Ora la precisazione del governo attraverso i ministri Urso e Pichetto Fratin che punta a riportare nei giusti canali l’intera vicenda. Lo stesso ministro dell’Ambiente, inoltre, non più di due giorni fa, intervenendo a La Piazza, annuale iniziativa organizzata a Ceglie messapica da Affariitaliani.it, è tornato a parlare del recente via libera alla nuova Autorizzazione integrata ambientale rilasciata per lo stabilimento di Taranto. In particolare il ministro Pichetto Fratin, sollecitato a proposito del ricorso al Tar contro il provvedimento annunciato nei giorni scorsi dalle associazioni ambientaliste tarantine, ha affermato che tutto l’iter è stato oggetto di una valutazione meticolosa fatta da una commissione indipendente ma che, ha aggiunto, in virtù della nuova gara di vendita «potrà essere rivista rispetto a quelli che saranno i nuovi modelli di intervento».
Ma per Rosa D’Amato e Gregorio Mariggiò, rispettivamente commissaria regionale e coportavoce provinciale di Europa verde/Alleanza Verdi e Sinistra, quella del Mimit «è una risposta a metà» perché al Ministero «leggono solo una parte della risposta della Commissione europea».

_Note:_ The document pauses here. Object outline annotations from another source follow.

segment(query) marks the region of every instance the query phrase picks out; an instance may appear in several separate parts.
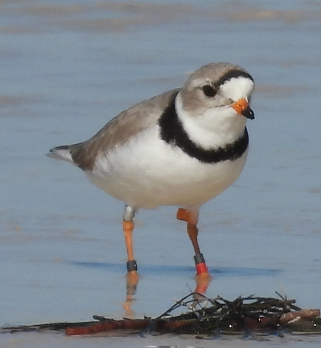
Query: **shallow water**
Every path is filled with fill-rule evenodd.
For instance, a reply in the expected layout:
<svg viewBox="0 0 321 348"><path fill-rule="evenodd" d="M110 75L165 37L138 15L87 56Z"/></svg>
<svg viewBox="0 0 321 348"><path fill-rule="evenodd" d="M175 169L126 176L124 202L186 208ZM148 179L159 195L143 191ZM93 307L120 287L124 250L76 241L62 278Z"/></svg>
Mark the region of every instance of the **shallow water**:
<svg viewBox="0 0 321 348"><path fill-rule="evenodd" d="M240 177L201 210L200 243L214 277L207 294L273 296L281 283L299 306L319 307L320 29L320 3L307 0L0 1L0 325L126 314L123 204L45 154L220 61L254 76L256 119ZM137 216L134 316L158 315L195 286L175 213ZM0 335L13 347L259 344L129 339ZM284 342L300 344L259 344Z"/></svg>

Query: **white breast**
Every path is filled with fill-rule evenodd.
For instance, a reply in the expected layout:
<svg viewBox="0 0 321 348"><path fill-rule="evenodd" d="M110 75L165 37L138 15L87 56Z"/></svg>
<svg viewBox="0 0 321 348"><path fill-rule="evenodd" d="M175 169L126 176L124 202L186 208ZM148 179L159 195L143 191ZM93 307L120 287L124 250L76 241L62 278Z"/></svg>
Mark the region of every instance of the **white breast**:
<svg viewBox="0 0 321 348"><path fill-rule="evenodd" d="M235 160L202 163L160 139L155 125L100 153L86 174L100 188L133 207L197 206L235 181L247 155L247 151Z"/></svg>

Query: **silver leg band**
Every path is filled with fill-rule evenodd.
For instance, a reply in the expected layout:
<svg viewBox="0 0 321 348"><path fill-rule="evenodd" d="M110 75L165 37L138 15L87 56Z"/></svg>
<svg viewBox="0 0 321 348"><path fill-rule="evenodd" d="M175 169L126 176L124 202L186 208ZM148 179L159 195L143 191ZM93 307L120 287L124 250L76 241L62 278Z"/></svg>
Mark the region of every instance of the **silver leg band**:
<svg viewBox="0 0 321 348"><path fill-rule="evenodd" d="M123 219L126 221L133 221L136 211L129 205L125 205L123 214Z"/></svg>

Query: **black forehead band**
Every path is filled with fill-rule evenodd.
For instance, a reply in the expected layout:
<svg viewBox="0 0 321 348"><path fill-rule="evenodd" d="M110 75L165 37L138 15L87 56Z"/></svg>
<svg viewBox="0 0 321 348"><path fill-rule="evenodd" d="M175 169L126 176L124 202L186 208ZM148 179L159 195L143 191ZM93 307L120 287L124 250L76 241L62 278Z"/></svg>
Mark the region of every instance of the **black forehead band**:
<svg viewBox="0 0 321 348"><path fill-rule="evenodd" d="M235 69L233 70L230 70L225 75L223 75L218 81L215 83L214 85L216 88L218 88L220 86L221 86L227 81L229 81L234 77L237 78L240 77L250 79L251 81L254 82L253 78L250 74L241 70Z"/></svg>

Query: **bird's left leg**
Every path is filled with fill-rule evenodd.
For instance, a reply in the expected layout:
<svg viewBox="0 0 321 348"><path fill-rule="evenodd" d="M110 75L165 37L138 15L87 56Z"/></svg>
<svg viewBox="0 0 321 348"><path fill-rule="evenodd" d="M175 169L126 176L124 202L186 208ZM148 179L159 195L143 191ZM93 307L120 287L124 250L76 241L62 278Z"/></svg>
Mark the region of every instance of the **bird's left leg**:
<svg viewBox="0 0 321 348"><path fill-rule="evenodd" d="M204 275L209 276L205 260L200 252L197 241L198 229L196 225L198 221L198 210L190 211L179 208L177 211L176 217L179 220L182 220L187 223L187 233L195 252L194 259L195 262L197 276Z"/></svg>

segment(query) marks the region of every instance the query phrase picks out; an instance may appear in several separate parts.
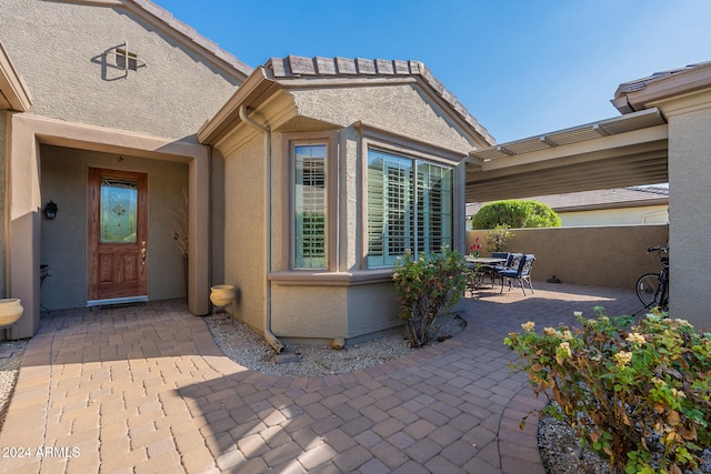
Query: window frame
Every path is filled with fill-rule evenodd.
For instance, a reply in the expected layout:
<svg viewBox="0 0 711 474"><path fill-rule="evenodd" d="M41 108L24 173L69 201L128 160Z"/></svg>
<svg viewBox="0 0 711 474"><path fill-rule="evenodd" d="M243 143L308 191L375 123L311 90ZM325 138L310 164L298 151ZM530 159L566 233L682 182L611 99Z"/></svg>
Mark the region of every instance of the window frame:
<svg viewBox="0 0 711 474"><path fill-rule="evenodd" d="M338 228L338 131L323 131L323 132L303 132L303 133L288 133L284 134L284 160L288 168L284 177L288 177L289 184L284 186L288 191L284 193L283 199L288 201L284 209L288 212L287 219L289 220L286 226L286 246L287 269L294 272L322 272L322 271L336 271L337 265L337 228ZM296 178L297 178L297 147L326 147L326 230L324 230L324 245L326 245L326 262L323 266L297 266L297 224L296 224Z"/></svg>
<svg viewBox="0 0 711 474"><path fill-rule="evenodd" d="M457 151L443 148L437 144L427 143L402 135L390 130L385 130L379 125L370 123L356 123L357 130L360 132L360 249L361 249L361 269L370 271L382 271L392 269L393 265L370 265L369 264L369 210L368 210L368 157L369 150L379 150L384 153L400 155L405 159L420 161L427 164L449 168L452 171L452 203L451 203L451 232L452 248L462 250L465 242L465 162L468 158L467 151Z"/></svg>
<svg viewBox="0 0 711 474"><path fill-rule="evenodd" d="M371 153L378 153L381 154L382 157L373 157L371 155ZM382 170L382 183L383 183L383 208L382 208L382 215L381 218L383 219L383 221L385 220L385 214L389 214L389 216L392 216L393 213L398 213L398 208L400 208L403 212L401 212L402 214L402 219L401 219L401 229L402 229L402 233L398 234L398 233L393 233L393 234L387 234L387 230L384 229L383 225L383 232L385 233L385 235L383 236L383 241L382 241L382 249L381 249L381 254L379 255L380 259L382 259L382 263L381 264L374 264L371 261L371 240L370 240L370 222L371 222L371 208L369 204L370 202L370 191L371 191L371 182L370 182L370 177L371 177L371 159L382 159L383 160L383 170ZM390 165L387 164L387 160L390 159ZM365 225L365 231L367 231L367 253L364 255L368 268L369 269L383 269L383 268L390 268L394 265L394 259L397 259L397 256L402 255L405 251L405 249L411 249L413 252L419 253L419 252L437 252L439 249L432 249L431 246L433 245L432 240L433 240L433 234L431 232L425 232L425 230L428 230L431 225L429 224L429 221L432 220L433 216L441 216L440 219L442 221L448 220L449 221L449 229L445 235L444 233L442 233L441 240L442 242L440 242L440 245L449 245L449 246L454 246L454 178L455 178L455 168L452 165L448 165L448 164L443 164L443 163L435 163L432 162L431 160L424 160L422 158L417 158L417 157L412 157L412 155L407 155L403 153L394 153L388 150L383 150L380 147L369 147L368 150L365 150L365 165L367 165L367 170L368 170L368 174L365 175L367 179L367 194L365 194L365 201L367 201L367 215L365 215L365 221L364 221L364 225ZM394 167L392 164L395 164ZM424 171L422 170L428 170L431 171L432 168L442 170L441 172L444 173L449 173L449 190L444 190L444 193L447 193L448 195L448 200L449 202L445 203L444 205L441 206L442 212L439 213L434 213L432 210L433 208L428 206L427 209L422 206L423 203L427 204L431 204L431 199L432 199L432 193L430 192L431 189L427 185L423 185L424 183L421 181L421 178L424 177ZM390 171L393 170L395 171L395 173L405 173L405 174L401 174L400 177L397 178L397 180L402 179L402 183L403 184L399 184L395 183L394 186L401 188L402 192L400 193L400 195L402 196L402 202L401 205L398 206L398 203L390 203L389 205L385 205L385 191L384 191L384 185L385 182L389 180L389 175L390 172L385 173L385 170ZM429 181L430 177L432 177L433 173L431 172L427 172L427 180ZM389 188L390 189L390 188ZM390 193L388 193L388 198L391 198ZM445 212L449 211L449 212ZM400 246L401 252L394 252L391 253L389 252L389 250L394 245L398 246L398 241L400 242ZM448 241L448 242L445 242Z"/></svg>

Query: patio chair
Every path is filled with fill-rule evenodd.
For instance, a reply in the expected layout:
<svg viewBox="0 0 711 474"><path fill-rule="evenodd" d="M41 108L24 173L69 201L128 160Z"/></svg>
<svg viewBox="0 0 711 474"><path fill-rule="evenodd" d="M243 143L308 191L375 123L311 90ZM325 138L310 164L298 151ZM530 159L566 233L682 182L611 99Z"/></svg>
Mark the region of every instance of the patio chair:
<svg viewBox="0 0 711 474"><path fill-rule="evenodd" d="M503 279L509 279L509 291L511 291L511 281L517 280L521 285L521 290L523 291L523 295L525 296L525 285L524 282L529 283L529 288L531 289L531 293L533 293L533 285L531 284L531 268L533 266L533 262L535 261L535 255L533 254L512 254L511 255L511 265L508 269L501 270L498 272L499 276L501 276L501 291L499 294L503 293ZM518 262L518 265L517 265Z"/></svg>
<svg viewBox="0 0 711 474"><path fill-rule="evenodd" d="M493 288L493 281L497 278L497 272L505 270L509 266L511 254L509 252L491 252L493 259L505 259L504 262L495 265L481 265L481 271L491 278L491 288Z"/></svg>

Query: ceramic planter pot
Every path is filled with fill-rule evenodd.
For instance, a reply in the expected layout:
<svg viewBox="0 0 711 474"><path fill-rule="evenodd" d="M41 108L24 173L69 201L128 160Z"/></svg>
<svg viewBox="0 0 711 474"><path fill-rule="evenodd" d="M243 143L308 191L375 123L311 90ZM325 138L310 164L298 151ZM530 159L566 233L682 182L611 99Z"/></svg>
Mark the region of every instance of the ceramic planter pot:
<svg viewBox="0 0 711 474"><path fill-rule="evenodd" d="M22 315L24 309L17 297L8 297L0 300L0 326L7 326L14 323Z"/></svg>
<svg viewBox="0 0 711 474"><path fill-rule="evenodd" d="M210 289L210 301L216 307L223 307L234 300L234 285L221 284Z"/></svg>

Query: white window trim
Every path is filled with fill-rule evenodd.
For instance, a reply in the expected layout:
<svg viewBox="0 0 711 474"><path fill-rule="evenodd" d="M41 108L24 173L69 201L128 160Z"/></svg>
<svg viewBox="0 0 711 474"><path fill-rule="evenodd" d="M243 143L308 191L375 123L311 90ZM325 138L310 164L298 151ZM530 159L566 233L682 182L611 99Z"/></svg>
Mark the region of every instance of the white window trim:
<svg viewBox="0 0 711 474"><path fill-rule="evenodd" d="M297 268L296 266L296 147L326 145L326 265L324 268ZM333 272L338 268L338 172L339 172L339 133L336 130L320 132L294 132L283 134L284 173L289 180L284 186L283 201L288 213L288 225L283 231L282 249L287 260L282 260L282 269L293 272Z"/></svg>

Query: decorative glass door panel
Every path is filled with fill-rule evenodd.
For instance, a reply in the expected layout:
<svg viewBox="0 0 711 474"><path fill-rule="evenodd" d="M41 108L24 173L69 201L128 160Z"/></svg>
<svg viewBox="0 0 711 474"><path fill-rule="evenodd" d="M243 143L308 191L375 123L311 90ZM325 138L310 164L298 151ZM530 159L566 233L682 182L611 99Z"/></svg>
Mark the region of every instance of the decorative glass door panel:
<svg viewBox="0 0 711 474"><path fill-rule="evenodd" d="M101 243L136 243L138 182L101 179Z"/></svg>
<svg viewBox="0 0 711 474"><path fill-rule="evenodd" d="M88 305L148 300L148 175L89 169Z"/></svg>

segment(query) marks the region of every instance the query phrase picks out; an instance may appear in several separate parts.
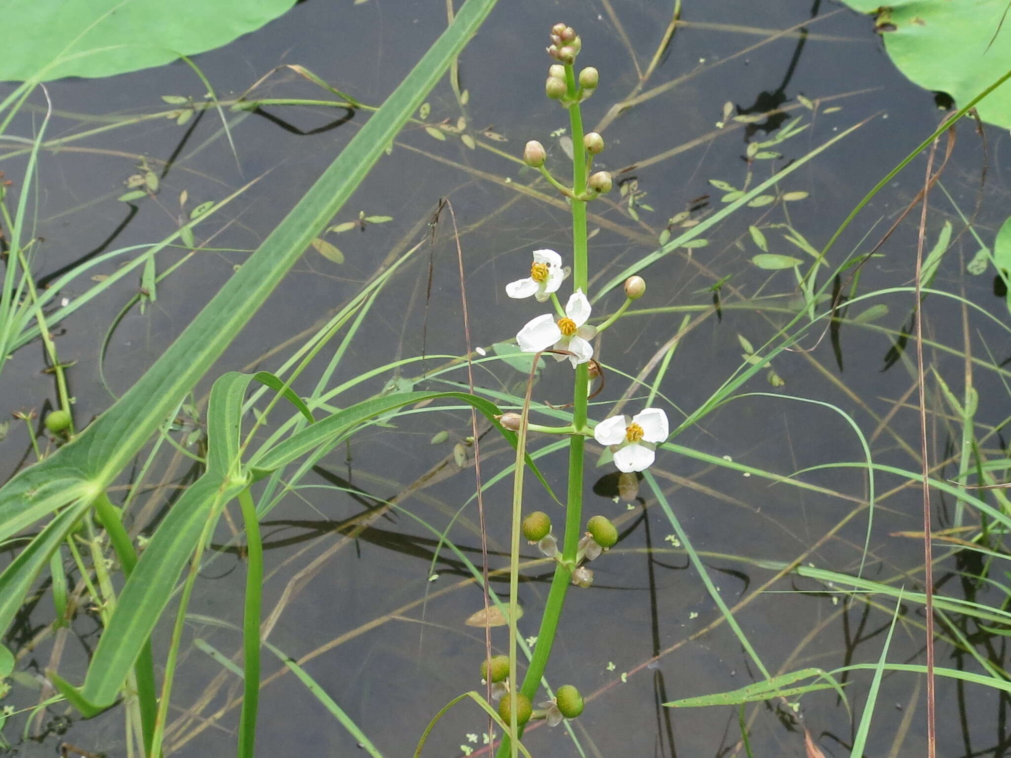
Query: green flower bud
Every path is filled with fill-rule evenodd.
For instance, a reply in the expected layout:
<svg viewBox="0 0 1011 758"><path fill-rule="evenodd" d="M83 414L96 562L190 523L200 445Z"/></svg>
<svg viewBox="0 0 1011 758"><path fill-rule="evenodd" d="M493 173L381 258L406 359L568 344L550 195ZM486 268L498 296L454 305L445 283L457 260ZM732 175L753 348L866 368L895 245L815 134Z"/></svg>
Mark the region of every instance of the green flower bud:
<svg viewBox="0 0 1011 758"><path fill-rule="evenodd" d="M603 515L594 515L586 524L586 532L593 538L593 542L602 548L610 548L618 542L618 530L610 519Z"/></svg>
<svg viewBox="0 0 1011 758"><path fill-rule="evenodd" d="M523 149L523 162L528 166L533 166L535 169L543 166L547 157L548 154L545 152L544 146L536 139L531 139L527 143L527 147Z"/></svg>
<svg viewBox="0 0 1011 758"><path fill-rule="evenodd" d="M607 194L611 192L611 174L606 171L599 171L589 178L586 185L602 195Z"/></svg>
<svg viewBox="0 0 1011 758"><path fill-rule="evenodd" d="M575 719L582 713L582 695L571 684L562 684L555 690L555 703L566 719Z"/></svg>
<svg viewBox="0 0 1011 758"><path fill-rule="evenodd" d="M550 100L561 100L567 92L568 87L565 86L564 79L548 77L548 81L544 83L544 94Z"/></svg>
<svg viewBox="0 0 1011 758"><path fill-rule="evenodd" d="M508 655L493 655L491 656L491 678L488 678L488 661L484 659L481 661L481 678L485 681L490 681L492 684L499 681L504 681L509 677L509 656Z"/></svg>
<svg viewBox="0 0 1011 758"><path fill-rule="evenodd" d="M638 300L646 294L646 280L641 276L630 276L625 280L625 296L629 300Z"/></svg>
<svg viewBox="0 0 1011 758"><path fill-rule="evenodd" d="M586 152L589 153L589 155L595 156L604 150L604 137L595 131L587 132L582 137L582 147L586 149Z"/></svg>
<svg viewBox="0 0 1011 758"><path fill-rule="evenodd" d="M575 51L575 48L573 45L566 44L566 45L564 45L562 48L557 48L557 51L558 51L557 58L563 64L568 64L568 65L571 66L572 62L575 61L575 53L576 53L576 51Z"/></svg>
<svg viewBox="0 0 1011 758"><path fill-rule="evenodd" d="M502 718L502 721L507 724L511 724L510 719L510 704L512 702L513 695L507 692L502 695L501 700L498 701L498 716ZM531 703L530 698L527 697L523 692L516 693L516 726L522 727L524 724L530 721L531 714L534 713L534 705Z"/></svg>
<svg viewBox="0 0 1011 758"><path fill-rule="evenodd" d="M529 542L540 542L551 534L551 518L543 510L535 510L523 519L523 536Z"/></svg>
<svg viewBox="0 0 1011 758"><path fill-rule="evenodd" d="M59 435L70 428L70 413L66 410L54 410L45 416L45 429L54 435Z"/></svg>
<svg viewBox="0 0 1011 758"><path fill-rule="evenodd" d="M601 74L592 66L587 66L579 72L579 86L584 90L595 90L601 81Z"/></svg>

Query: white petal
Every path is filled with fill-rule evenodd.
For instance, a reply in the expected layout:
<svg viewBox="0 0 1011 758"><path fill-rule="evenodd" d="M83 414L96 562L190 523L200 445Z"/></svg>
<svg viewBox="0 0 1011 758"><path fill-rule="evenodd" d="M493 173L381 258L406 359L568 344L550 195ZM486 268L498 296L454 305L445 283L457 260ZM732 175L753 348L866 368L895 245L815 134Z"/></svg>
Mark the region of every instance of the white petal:
<svg viewBox="0 0 1011 758"><path fill-rule="evenodd" d="M667 441L670 432L667 429L667 414L660 408L643 408L632 420L642 427L642 439L646 442L661 443Z"/></svg>
<svg viewBox="0 0 1011 758"><path fill-rule="evenodd" d="M562 336L555 317L551 313L539 315L527 322L527 325L520 329L516 336L520 350L524 353L540 353L546 348L550 348Z"/></svg>
<svg viewBox="0 0 1011 758"><path fill-rule="evenodd" d="M537 282L531 278L517 279L505 285L505 294L516 299L530 297L537 292Z"/></svg>
<svg viewBox="0 0 1011 758"><path fill-rule="evenodd" d="M548 281L544 283L544 289L547 292L557 292L558 288L562 286L562 282L565 281L565 272L562 271L561 267L557 269L548 269Z"/></svg>
<svg viewBox="0 0 1011 758"><path fill-rule="evenodd" d="M575 321L576 326L581 326L589 318L589 300L582 294L581 289L577 289L569 296L569 301L565 303L565 315Z"/></svg>
<svg viewBox="0 0 1011 758"><path fill-rule="evenodd" d="M619 471L628 473L630 471L645 471L653 465L656 453L645 445L632 443L615 453L615 465Z"/></svg>
<svg viewBox="0 0 1011 758"><path fill-rule="evenodd" d="M586 361L593 357L593 346L581 337L569 338L568 349L575 353L574 356L568 357L569 361L572 362L573 368L577 363L586 363Z"/></svg>
<svg viewBox="0 0 1011 758"><path fill-rule="evenodd" d="M549 268L561 269L562 257L553 250L535 250L534 263L546 263Z"/></svg>
<svg viewBox="0 0 1011 758"><path fill-rule="evenodd" d="M629 425L627 415L613 415L593 428L593 439L601 445L621 445L625 442L625 429Z"/></svg>

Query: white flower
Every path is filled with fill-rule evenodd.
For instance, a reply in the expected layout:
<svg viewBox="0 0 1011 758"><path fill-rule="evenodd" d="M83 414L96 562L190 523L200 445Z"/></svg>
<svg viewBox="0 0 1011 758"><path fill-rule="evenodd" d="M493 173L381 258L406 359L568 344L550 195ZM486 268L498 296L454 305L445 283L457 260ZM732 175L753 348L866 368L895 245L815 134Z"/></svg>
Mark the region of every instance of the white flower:
<svg viewBox="0 0 1011 758"><path fill-rule="evenodd" d="M537 316L520 329L516 341L524 353L540 353L554 347L555 350L567 350L573 355L556 355L556 361L569 359L573 368L576 364L586 363L593 357L591 340L596 329L586 323L589 318L589 300L577 289L565 303L565 317L558 318L552 313Z"/></svg>
<svg viewBox="0 0 1011 758"><path fill-rule="evenodd" d="M538 302L544 302L552 292L558 291L563 279L562 257L553 250L535 250L530 277L507 284L505 294L517 299L533 295Z"/></svg>
<svg viewBox="0 0 1011 758"><path fill-rule="evenodd" d="M653 465L656 446L665 442L667 414L660 408L645 408L632 418L613 415L593 429L593 439L601 445L621 446L615 450L619 471L645 471Z"/></svg>

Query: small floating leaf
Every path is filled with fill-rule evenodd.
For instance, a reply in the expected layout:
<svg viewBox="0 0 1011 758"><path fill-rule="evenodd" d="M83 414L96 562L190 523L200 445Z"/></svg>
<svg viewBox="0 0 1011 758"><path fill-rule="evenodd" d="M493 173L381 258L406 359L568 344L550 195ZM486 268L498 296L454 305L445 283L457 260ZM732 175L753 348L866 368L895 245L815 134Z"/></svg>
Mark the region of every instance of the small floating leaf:
<svg viewBox="0 0 1011 758"><path fill-rule="evenodd" d="M766 271L777 271L779 269L792 269L803 263L800 258L793 256L780 256L775 253L761 253L751 259L751 263L759 269Z"/></svg>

Nel premettere che il Ministero competente per il rilascio dell’Aia all’ex Ilva di Taranto è quello dell’Ambiente e della sicurezza energetica, «e non il ministero delle Imprese e del made in Italy», D’Amato e Mariggiò sottolineano che «è vero che la Commissione europea ha ricordato, rispondendo alla nostra interrogazione, che l’Aia di luglio è stata rilasciata in base alle direttive vigenti» ma è anche vero che «la la risposta completa della Commissione sottolinea chiaramente che l’articolo 18 della Direttiva sulle emissioni industriali impone già ora di adottare limiti più severi quando necessario. A Taranto questo è necessario per rispettare le norme di qualità ambientale, come confermato dalla Corte di Giustizia (C-626/22)».
I valori della nuova Direttiva 2024/2881, che recepisce le linee guida OMS 2021, aggiungono i due esponenti di Ev/Avs, «sono già parte integrante delle norme di qualità ambientale e devono orientare le autorizzazioni subito, non dopo il 2026. Bruxelles – continuano - ha ricordato che a Taranto le misure supplementari andavano adottate subito e nel contesto della procedura di infrazione INFR (2013)21777» tanto che il 7 maggio 2025 «ha inviato all'Italia una seconda lettera di costituzione in mora complementare. La vera domanda però – concludono D’Amato e Mariggiò - resta un’altra: il governo? Aveva due mesi di tempo: ne sono già passati quattro».